Wilpattu National Park
THE LAND OF LAKES
Although it is the largest national park in Sri Lanka, Wilpattu still gets a one word reaction from many people: where? Actually up in the northwest of the country, Wilpattu National Park (founded in 1938) was closed to visitors for years during the civil war that raged in the north during the 1980s- 2000s, only ending in 2009. Although most wildlife-seeking visitors stick to the country’s well trodden tourist trail, such as Yala National Park, Wilpattu isn’t actually that far from civilisation. Especially ancient ones, as it is located just 30km west of Anuradhapura, the great Sinhalese Kingdom from over 2,000 years ago, which is part of the Cultural Triangle route.

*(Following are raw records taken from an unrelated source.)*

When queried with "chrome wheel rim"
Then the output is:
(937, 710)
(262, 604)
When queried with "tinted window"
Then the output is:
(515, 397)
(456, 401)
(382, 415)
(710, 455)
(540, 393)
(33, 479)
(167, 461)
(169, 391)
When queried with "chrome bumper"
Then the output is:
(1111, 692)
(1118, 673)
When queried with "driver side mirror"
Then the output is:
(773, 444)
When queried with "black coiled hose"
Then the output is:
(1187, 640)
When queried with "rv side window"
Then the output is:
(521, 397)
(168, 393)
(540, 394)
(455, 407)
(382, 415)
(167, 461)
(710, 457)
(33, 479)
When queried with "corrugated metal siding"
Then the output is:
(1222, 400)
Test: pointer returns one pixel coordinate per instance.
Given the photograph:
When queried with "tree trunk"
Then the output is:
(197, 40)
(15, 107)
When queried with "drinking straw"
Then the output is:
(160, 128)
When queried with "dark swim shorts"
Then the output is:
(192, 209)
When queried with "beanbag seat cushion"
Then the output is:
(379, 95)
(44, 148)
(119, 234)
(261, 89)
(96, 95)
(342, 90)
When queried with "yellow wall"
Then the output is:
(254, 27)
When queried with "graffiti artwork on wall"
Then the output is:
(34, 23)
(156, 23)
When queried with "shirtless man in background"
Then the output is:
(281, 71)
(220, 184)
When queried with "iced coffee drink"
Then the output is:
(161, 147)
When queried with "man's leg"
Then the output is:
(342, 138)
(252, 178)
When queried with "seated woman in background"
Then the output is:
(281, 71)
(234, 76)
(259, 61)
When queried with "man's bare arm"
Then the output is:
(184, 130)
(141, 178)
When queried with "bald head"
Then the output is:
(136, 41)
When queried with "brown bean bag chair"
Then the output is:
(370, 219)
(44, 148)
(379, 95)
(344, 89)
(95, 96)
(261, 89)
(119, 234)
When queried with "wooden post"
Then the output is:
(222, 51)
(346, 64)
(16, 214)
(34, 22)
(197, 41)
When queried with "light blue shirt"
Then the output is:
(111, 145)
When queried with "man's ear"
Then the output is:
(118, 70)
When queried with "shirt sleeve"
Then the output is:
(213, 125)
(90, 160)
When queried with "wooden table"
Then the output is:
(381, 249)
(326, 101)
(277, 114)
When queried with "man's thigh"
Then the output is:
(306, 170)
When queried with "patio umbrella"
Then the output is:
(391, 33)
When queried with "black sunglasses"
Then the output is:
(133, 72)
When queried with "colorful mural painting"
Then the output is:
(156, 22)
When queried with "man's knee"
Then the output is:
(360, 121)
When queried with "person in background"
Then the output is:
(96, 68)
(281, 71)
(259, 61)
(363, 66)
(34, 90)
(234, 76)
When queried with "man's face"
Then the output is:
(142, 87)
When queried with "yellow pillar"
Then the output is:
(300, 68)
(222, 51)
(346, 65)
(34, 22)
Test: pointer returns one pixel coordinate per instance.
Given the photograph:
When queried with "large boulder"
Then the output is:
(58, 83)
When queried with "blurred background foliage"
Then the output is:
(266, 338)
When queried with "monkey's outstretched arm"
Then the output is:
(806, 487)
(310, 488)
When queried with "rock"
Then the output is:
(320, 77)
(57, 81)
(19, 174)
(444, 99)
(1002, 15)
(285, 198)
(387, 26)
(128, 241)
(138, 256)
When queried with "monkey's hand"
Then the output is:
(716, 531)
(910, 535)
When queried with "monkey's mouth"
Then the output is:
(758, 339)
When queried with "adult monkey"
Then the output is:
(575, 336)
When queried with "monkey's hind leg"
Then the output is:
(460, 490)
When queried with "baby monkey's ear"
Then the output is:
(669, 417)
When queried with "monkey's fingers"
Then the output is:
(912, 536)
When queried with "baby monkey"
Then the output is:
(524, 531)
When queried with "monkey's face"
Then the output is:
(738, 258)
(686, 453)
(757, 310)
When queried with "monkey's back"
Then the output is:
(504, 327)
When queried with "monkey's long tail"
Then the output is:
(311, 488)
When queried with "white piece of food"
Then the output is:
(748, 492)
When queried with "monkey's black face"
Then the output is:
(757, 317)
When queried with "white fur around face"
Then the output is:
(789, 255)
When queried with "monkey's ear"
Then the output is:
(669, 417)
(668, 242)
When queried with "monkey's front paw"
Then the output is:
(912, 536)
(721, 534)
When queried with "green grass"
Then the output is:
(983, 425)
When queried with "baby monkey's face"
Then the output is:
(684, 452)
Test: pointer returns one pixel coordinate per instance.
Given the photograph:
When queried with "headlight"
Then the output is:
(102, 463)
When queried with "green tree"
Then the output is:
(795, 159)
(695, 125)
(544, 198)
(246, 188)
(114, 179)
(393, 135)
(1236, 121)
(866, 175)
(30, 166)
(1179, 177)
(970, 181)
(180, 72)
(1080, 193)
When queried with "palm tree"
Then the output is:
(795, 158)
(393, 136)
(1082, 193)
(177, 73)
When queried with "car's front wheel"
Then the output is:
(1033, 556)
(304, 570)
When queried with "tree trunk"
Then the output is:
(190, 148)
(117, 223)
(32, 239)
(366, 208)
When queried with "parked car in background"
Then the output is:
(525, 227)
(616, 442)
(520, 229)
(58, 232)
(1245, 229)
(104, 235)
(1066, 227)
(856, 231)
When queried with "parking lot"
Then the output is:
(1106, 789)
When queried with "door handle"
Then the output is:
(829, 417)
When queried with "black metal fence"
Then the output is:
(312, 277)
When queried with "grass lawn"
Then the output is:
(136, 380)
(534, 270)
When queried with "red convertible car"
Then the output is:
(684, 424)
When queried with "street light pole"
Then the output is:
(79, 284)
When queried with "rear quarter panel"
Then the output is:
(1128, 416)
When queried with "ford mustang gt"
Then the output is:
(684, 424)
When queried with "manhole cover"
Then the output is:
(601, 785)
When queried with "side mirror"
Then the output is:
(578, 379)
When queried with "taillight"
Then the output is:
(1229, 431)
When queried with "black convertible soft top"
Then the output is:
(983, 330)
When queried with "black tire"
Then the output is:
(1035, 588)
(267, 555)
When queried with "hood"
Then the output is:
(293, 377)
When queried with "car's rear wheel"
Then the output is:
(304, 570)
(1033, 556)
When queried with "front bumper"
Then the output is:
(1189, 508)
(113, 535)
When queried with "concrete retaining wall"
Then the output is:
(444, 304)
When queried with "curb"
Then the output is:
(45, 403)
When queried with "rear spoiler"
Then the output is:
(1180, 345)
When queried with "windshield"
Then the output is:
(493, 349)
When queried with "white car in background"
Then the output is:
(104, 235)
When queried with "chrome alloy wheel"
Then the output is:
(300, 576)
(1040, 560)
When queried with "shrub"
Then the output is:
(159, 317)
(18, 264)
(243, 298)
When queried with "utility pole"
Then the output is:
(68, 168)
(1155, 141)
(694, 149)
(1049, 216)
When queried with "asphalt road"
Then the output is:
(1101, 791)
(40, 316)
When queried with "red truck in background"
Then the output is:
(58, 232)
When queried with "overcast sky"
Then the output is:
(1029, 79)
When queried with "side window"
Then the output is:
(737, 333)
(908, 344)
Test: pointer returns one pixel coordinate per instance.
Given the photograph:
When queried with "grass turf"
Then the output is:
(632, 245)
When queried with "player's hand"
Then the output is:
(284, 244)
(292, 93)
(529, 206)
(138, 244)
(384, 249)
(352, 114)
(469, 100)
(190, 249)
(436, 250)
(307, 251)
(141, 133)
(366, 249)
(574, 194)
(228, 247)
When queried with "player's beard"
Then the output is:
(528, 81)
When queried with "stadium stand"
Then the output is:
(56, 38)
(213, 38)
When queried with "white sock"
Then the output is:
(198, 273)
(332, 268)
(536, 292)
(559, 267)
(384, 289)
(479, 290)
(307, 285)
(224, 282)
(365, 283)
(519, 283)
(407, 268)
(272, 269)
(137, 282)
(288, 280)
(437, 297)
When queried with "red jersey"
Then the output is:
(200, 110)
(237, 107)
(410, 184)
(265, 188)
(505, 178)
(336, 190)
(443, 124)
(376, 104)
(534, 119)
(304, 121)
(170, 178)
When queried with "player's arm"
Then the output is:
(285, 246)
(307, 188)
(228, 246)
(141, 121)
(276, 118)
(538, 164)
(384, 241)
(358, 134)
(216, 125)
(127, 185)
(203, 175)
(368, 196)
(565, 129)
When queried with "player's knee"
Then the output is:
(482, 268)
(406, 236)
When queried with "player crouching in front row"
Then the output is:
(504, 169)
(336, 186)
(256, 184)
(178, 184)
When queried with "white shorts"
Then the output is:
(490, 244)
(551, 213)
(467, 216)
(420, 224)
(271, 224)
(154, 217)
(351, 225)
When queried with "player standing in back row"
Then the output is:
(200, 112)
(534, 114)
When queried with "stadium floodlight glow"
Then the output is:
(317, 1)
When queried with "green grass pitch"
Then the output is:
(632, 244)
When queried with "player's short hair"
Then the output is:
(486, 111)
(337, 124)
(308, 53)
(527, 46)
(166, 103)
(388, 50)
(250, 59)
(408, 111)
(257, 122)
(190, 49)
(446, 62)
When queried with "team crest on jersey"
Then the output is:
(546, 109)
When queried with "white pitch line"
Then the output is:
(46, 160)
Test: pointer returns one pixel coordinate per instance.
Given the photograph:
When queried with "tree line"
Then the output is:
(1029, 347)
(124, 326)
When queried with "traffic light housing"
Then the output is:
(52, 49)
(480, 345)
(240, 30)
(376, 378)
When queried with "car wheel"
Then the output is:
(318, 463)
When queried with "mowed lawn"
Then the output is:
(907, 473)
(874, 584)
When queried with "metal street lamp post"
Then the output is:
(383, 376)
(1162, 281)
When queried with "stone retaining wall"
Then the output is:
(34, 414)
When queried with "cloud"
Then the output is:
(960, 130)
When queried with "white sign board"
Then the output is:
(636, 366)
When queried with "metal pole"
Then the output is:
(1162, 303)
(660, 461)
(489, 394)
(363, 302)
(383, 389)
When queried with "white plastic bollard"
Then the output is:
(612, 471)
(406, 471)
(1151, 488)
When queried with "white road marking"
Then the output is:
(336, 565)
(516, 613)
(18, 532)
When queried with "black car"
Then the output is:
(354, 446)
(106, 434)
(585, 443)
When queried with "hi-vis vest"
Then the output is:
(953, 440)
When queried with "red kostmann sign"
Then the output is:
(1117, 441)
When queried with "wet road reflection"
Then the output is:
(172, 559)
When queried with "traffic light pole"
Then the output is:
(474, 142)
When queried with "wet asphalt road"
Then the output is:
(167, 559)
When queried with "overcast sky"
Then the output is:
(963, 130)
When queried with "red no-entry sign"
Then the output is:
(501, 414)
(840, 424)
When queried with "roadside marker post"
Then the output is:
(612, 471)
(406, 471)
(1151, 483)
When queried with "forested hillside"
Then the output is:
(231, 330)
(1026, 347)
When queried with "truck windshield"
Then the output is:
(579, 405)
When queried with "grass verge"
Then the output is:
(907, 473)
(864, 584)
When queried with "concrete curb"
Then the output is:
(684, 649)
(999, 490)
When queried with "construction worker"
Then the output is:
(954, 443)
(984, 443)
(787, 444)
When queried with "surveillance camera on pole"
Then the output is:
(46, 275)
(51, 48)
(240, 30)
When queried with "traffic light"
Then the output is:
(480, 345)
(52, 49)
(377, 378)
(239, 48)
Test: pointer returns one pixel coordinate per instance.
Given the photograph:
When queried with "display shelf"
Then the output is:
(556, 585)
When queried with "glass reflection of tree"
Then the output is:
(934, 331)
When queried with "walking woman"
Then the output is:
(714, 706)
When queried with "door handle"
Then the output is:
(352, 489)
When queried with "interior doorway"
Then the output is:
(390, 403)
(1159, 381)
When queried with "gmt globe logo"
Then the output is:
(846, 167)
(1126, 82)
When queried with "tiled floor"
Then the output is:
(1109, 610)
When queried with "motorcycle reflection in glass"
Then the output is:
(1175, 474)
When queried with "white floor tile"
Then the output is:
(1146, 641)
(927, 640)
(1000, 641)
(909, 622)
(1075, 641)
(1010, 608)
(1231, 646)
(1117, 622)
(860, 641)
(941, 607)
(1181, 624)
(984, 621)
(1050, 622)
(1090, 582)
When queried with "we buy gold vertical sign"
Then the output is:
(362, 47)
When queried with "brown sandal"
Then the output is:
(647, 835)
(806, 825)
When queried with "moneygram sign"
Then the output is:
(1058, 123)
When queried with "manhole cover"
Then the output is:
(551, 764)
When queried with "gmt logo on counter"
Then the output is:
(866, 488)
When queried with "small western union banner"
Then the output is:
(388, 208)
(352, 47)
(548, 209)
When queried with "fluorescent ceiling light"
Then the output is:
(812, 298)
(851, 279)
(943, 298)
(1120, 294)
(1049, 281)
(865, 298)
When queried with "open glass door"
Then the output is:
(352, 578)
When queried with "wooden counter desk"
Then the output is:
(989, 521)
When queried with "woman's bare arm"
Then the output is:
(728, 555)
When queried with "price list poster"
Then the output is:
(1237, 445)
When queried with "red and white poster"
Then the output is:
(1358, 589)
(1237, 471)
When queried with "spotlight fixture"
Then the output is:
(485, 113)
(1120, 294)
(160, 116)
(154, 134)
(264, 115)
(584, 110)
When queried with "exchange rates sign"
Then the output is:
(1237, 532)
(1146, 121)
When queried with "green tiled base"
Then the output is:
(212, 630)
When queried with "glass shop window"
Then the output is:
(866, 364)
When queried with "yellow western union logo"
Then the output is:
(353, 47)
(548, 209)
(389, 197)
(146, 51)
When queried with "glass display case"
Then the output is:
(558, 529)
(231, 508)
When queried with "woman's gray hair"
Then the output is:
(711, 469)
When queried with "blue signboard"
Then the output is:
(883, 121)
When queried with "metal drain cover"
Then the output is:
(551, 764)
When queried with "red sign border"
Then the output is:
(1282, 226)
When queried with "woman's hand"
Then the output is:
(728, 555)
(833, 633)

You can stay at bungalows in the park, or in one of many safari tent campsites on the outskirts.
What's in the name?
Willu Pattu translates literally from Sinhala as ‘Land of the Lakes.’ This region goes back far in Sinhalese history, as it is said that the Sinhalese nation was begun at Kudrimalai Point in the park in 543 BC. Turtles still come to lay their eggs stunning beach there today. Lakes are, not surprisingly, Wilpattu’s USP, with up to 60 ‘willus’, or ‘villus’ as they are known locally, which are natural, shallow basins on the open plains that collect rainwater. All with different names such as Kumbutu or Kurutupandi, they make superb watering holes for wildlife and habitats for myriad birds.
John Beswetherick, Managing Director of our supplier Tikalanka (UK) Limited: “On my first jeep safari in Wilpattu National Park after it reopened in 2010, we drove towards the first waterhole and were watching a myriad of birdlife when a lone leopard slinked to the shoreline and started to lap at the water – a very special moment for us all.”
With its open scrublands, wetlands and thick jungle, Wilpattu keeps you guessing when on safari. One minute you see elephants, the next water buffalo. You may come across a herd of deer drinking at a willu, or you may be lucky enough to even spot one of the 50 leopards. And if you see both in the same place, your wildlife day will be made – though the deer’s may well not. There are also sloth bears in the forests and crocodiles in the lakes. With all that water, this is birding paradise, with over 200 species. A few of the endemics include the pompadour green pigeon, Ceylon parakeet, red backed woodpecker and the Ceylon grey hornbill. Check out the institution that is the Ceylon Bird Club, established in colonial times of course in 1943 (Sri Lanka was called Ceylon until 1972 when it became an independent republic) – their birding knowledge is second to none.
When to go
Wilpattu National Park is open all year round, but the most popular time to visit is May to September, or early October, when the drought brings wildlife out to the 60 waterholes, and when they can no longer source it in more private spots. The palu fruit trees bear fruit in May, June and July and this is the best time to see sloth bears, as they come out of their more elusive dens for one big teddy bears’ picnic. Generally, Wilpattu is much quieter than Yala National Park in the south, especially outside Sri Lanka’s peak tourist season of December and January.